Une meilleure implication des responsables est souhaitable
Les choses ont empiré depuis. En plus du laxisme de certains responsables, à appliquer la loi de manière pondérée. C’est ce laxisme qui est déploré par le Président de la République Kaïs Saïed, qui ne cesse de marteler qu’une loi qui n’est pas appliquée est inefficace. Il faut également un renforcement du contrôle de l’action des responsables, et d’une véritable culture de la redevabilité. Car sans institutions fortes, indépendantes et responsables, le droit, aussi noble soit-il, reste lettre morte. Il est donc urgent de réviser le code de l’environnement d’une part et de réfléchir d’autre part, à l’élaboration urgente d’une stratégie nationale claire et cohérente de gestion durable des déchets. Par ailleurs, la création de centres modernes de tri et de recyclage, en partenariat avec le secteur privé, est nécessaire.
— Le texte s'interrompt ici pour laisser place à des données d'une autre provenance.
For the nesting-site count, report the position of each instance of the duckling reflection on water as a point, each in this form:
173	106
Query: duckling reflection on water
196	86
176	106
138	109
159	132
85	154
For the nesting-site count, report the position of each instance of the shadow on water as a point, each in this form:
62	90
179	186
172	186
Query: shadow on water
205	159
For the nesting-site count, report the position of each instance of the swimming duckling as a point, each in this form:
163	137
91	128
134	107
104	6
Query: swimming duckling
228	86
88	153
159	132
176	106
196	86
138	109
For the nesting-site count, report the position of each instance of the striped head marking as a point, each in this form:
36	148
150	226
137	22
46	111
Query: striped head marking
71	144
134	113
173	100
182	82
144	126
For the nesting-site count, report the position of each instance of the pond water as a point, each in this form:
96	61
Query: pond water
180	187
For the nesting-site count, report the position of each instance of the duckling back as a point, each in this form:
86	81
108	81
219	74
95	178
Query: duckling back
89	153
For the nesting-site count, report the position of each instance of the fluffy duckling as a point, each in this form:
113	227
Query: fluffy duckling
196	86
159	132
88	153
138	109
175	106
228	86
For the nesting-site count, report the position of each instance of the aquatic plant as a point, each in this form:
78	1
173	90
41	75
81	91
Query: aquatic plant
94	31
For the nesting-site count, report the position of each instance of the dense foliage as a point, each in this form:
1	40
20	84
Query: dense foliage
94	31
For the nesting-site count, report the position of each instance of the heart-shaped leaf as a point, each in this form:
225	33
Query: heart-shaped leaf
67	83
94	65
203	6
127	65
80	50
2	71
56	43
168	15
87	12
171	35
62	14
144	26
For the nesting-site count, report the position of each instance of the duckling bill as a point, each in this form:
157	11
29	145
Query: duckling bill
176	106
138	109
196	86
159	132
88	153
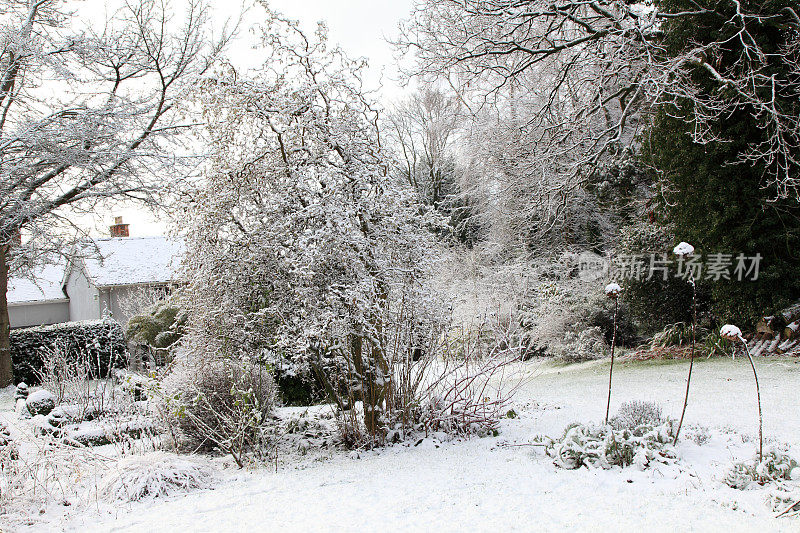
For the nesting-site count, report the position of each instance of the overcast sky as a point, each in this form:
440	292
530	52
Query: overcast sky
360	27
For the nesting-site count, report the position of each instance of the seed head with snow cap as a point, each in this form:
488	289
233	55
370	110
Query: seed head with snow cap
613	290
730	332
683	249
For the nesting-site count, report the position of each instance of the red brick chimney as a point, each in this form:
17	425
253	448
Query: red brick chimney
119	229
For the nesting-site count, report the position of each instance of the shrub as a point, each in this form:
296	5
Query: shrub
586	345
159	328
152	476
604	447
224	404
635	413
100	344
776	464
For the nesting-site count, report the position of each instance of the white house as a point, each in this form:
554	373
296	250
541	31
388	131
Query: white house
98	278
41	302
103	274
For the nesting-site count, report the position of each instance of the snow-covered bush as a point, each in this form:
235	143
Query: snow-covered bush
698	434
596	446
301	245
154	475
587	344
775	465
98	343
636	413
222	404
67	377
158	328
40	402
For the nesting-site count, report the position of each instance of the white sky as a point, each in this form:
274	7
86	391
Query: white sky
360	27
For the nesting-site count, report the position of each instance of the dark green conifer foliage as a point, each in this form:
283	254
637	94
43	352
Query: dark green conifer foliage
714	202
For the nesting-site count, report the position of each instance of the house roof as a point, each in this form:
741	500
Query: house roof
47	285
132	260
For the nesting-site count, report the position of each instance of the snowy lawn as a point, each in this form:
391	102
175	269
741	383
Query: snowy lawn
499	484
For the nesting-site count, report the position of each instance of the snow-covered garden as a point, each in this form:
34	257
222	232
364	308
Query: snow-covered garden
482	483
555	286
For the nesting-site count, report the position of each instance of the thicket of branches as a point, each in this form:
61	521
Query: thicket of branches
87	114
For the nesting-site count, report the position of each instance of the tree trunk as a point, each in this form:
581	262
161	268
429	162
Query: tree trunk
6	377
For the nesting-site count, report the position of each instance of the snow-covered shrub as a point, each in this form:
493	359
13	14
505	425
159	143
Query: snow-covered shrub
601	315
223	404
98	343
582	346
636	413
300	243
678	334
596	446
158	328
654	302
67	377
698	434
775	465
40	402
154	475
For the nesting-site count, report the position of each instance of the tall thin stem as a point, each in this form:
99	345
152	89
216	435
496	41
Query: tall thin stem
611	371
758	397
691	360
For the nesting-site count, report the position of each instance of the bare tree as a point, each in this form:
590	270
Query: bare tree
423	128
89	115
591	71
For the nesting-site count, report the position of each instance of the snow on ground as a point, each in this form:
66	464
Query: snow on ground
499	484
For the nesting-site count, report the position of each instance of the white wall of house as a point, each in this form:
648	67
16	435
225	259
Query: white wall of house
26	314
84	298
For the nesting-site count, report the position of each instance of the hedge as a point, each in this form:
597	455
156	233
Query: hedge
102	342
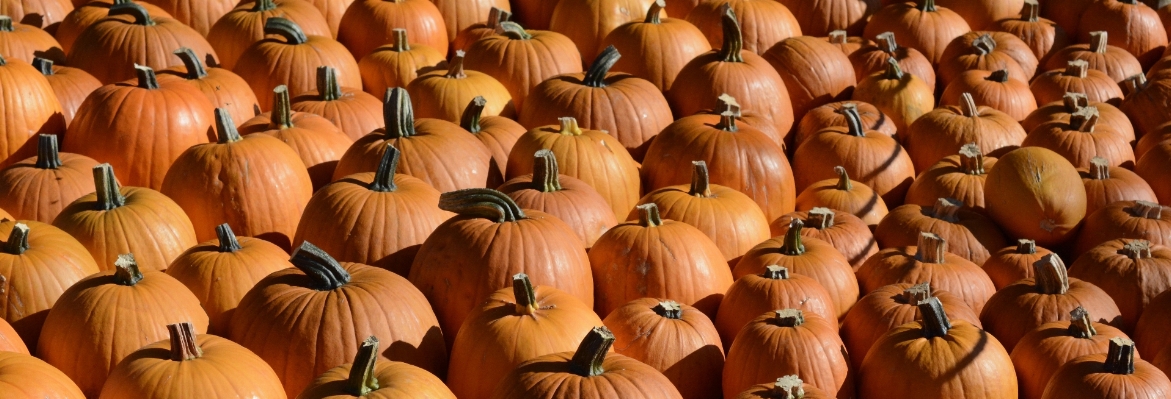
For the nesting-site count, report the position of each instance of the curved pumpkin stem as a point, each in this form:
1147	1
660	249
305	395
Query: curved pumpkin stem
384	176
196	69
109	193
362	379
125	270
595	76
546	173
184	345
323	269
481	203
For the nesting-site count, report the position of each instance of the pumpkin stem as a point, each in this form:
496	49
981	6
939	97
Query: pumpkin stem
546	173
821	218
648	215
183	342
1120	358
932	248
109	193
481	203
935	321
595	76
669	309
18	240
1081	325
733	39
525	294
362	379
125	270
1050	275
700	179
793	245
135	11
146	77
285	28
196	69
471	118
323	269
397	114
384	176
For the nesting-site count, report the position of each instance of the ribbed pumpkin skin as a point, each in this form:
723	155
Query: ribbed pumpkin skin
26	377
225	370
282	311
36	279
220	279
97	322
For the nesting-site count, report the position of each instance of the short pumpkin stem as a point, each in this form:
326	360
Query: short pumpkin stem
546	173
184	345
362	379
481	203
1050	275
125	270
323	269
589	356
595	76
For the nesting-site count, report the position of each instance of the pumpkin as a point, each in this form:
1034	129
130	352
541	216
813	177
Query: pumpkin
70	86
1035	193
425	145
190	364
737	71
117	220
1012	263
630	109
445	94
322	297
396	63
348	218
920	25
776	288
316	140
1113	375
255	183
524	59
843	231
890	307
939	358
874	59
110	47
39	262
969	233
1042	350
808	256
368	23
509	327
1048	296
875	159
998	89
657	48
293	60
477	252
587	373
565	197
1132	272
105	317
38	188
846	194
233	33
142	146
960	177
783	342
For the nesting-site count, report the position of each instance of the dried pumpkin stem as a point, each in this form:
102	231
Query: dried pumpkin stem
323	269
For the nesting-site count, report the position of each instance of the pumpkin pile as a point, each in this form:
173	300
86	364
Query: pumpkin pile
586	199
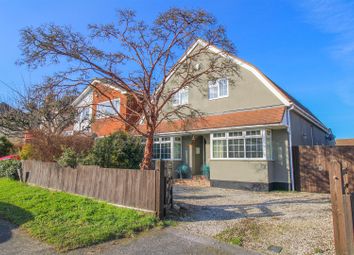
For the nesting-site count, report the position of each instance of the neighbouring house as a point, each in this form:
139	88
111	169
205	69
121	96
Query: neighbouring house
96	115
246	133
345	142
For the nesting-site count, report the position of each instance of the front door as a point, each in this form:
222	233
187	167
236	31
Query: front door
196	150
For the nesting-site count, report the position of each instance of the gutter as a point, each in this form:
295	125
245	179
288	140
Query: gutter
292	177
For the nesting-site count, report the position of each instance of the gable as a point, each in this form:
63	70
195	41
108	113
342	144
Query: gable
270	95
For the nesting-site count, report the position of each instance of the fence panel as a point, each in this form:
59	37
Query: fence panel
311	164
126	187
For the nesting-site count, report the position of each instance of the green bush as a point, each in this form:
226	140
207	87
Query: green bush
26	151
119	150
68	158
5	146
8	168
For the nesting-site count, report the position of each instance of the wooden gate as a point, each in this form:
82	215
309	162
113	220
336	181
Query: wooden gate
342	207
311	164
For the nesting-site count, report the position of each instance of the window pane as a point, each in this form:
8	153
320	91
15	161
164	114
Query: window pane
177	153
236	148
222	87
219	149
235	134
184	96
254	148
175	99
213	91
165	150
105	109
253	132
219	135
156	151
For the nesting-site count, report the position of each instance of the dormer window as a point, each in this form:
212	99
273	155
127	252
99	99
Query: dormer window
105	109
180	98
218	88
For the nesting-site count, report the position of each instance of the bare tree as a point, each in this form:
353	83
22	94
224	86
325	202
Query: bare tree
139	59
43	107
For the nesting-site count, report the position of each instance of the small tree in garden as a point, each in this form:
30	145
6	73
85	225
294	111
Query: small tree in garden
139	60
45	147
44	106
5	146
119	150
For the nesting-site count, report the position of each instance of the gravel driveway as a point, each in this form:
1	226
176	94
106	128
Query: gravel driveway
300	223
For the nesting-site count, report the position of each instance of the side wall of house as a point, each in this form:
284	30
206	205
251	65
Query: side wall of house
306	133
86	102
107	126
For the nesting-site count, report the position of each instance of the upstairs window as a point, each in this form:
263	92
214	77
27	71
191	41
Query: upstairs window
167	148
218	89
180	98
105	109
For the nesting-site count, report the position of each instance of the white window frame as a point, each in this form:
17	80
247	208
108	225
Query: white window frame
178	96
217	85
172	141
265	134
100	115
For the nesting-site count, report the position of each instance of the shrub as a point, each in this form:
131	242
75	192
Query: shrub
26	151
119	150
68	158
50	147
5	146
8	168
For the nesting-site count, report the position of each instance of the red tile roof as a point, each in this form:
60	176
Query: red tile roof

Sans négliger pour autant de fermer progressivement les décharges sauvages, avec l’implication active des citoyens, via des campagnes de sensibilisation au tri à la source et à la réduction des déchets. Sans réforme juridique profonde, sans responsabilisation des institutions et sans implication active des citoyens, la prolifération des décharges sauvages, le gaspillage des ressources et la dégradation des paysages continueront de miner les efforts de développement La Tunisie ne pourra relever les défis environnementaux actuels sans une réforme profonde de son système de gestion des déchets. Il ne s’agit plus seulement d’une urgence écologique, mais d’une priorité nationale, tant les répercussions sociales, économiques et sanitaires sont graves et durables.